Re: arm ldxr/stxr vs cas

Liste des GroupesRevenir à c arch 
Sujet : Re: arm ldxr/stxr vs cas
De : jseigh_es00 (at) *nospam* xemaps.com (jseigh)
Groupes : comp.arch
Date : 11. Sep 2024, 14:22:11
Autres entêtes
Organisation : A noiseless patient Spider
Message-ID : <vbs5i5$3kege$1@dont-email.me>
References : 1 2 3 4 5 6 7 8
User-Agent : Mozilla Thunderbird
On 9/11/24 00:15, Paul A. Clayton wrote:
On 9/9/24 3:14 AM, Terje Mathisen wrote:
jseigh wrote:
>
I'm not so sure about making the memory lock granularity same as
cache line size but that's an implementation decision I guess.
>
Just make sure you never have multiple locks residing inside the same cache line!
 Never?
 I suspect at least theoretically conditions could exist where
having more than one lock within a cache line would be beneficial.
 If lock B is always acquired after lock A, then sharing a cache
line might (I think) improve performance. One would lose
prefetched capacity for the data protected by lock A and lock B.
This assumes simple locks (e.g., not readers-writer locks).
 It seems to me that the pingpong problem may be less important
than spatial locality depending on the contention for the cache
line and the cache hierarchy locality of the contention
(pingponging from a shared level of cache would be less
expensive).
I've been performance testing on a 4 core 8 hw thread cpu and
generally it's faster if I run on 4 hw threads, 1 per cpu,
than on all 8 hw threads.  But if I run on 2 hw threads, both
on same core, it's 2x faster than 2 hw threads on 2 cores,
1 per core.  Probably because they're running out of L1/L2
core only cache rather than L3 global cache.
 If work behind highly active locks is preferentially or forcefully
localized, pingponging would be less of a problem, it seems.
Instead of an arbitrary core acquiring a lock's cache line and
doing some work, the core could send a message to the natural owner of the cache line to do the work.
 If communication between cores was low latency and simple messages
used little bandwidth, one might also conceive of having a lock
manager that tracks the lock state and sends a granted or not-
granted message back.
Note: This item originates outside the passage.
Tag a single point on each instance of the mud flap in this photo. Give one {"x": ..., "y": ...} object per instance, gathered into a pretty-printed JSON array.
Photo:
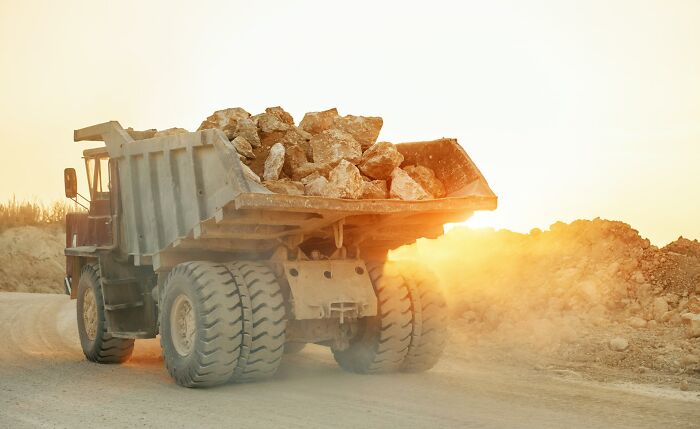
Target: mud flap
[{"x": 330, "y": 289}]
This assumes that the memory location of the
lock itself is separate from the data guarded by the lock.
 Being able to grab a snapshot of some data briefly without
requiring (longer-term) ownership change might be useful even
beyond lock probing (where a conventional MESI would change the
M-state cache to S forcing a request for ownership when the lock
is released). I recall some paper proposed expiring cache line
ownership to reduce coherence overhead.
 Within a multiple-cache-line atomic operation/memory transaction,
I _think_ if the write set is owned, the read set could be grabbed
as such snapshots. I.e., I think any remote write to the read set
could be "after" the atomic/transaction commits. (Such might be
too difficult to get right while still providing any benefit.)
Well there's HTM (hardware transactional memory) but apparently
that's hard to get right and it's limited in snap shot size.
In software there's a large body of lock-free data structures
using various deferred reclamation schemes, RCU, hazard pointers,
etc...  RCU has zero read access cost overhead, hazard pointers
have almost zero cost, about 3x the cost of a pipelined load.
Hazard pointers got a lot faster when need for a store/load memory
barrier was gotten rid of.
These lock-free data structures can be quite huge, e.g.
a lock-free map with millions of entries use to cache a redis
database with billions of entries.  Certainly bigger than
you can fit into hw cache.
 (Weird side-thought: I wonder if a conservative filter might be
useful for locking, particularly for writer locks. On the one
hand, such would increase the pingpong in the filter when writer
locks are set/cleared; on the other hand, reader locks could use
a remote increment within the filter check atomic to avoid slight
cache pollution.)
There are reader/writer bakery style spin locks.  Bakery style
spin locks are more cache friendly than regular spin locks.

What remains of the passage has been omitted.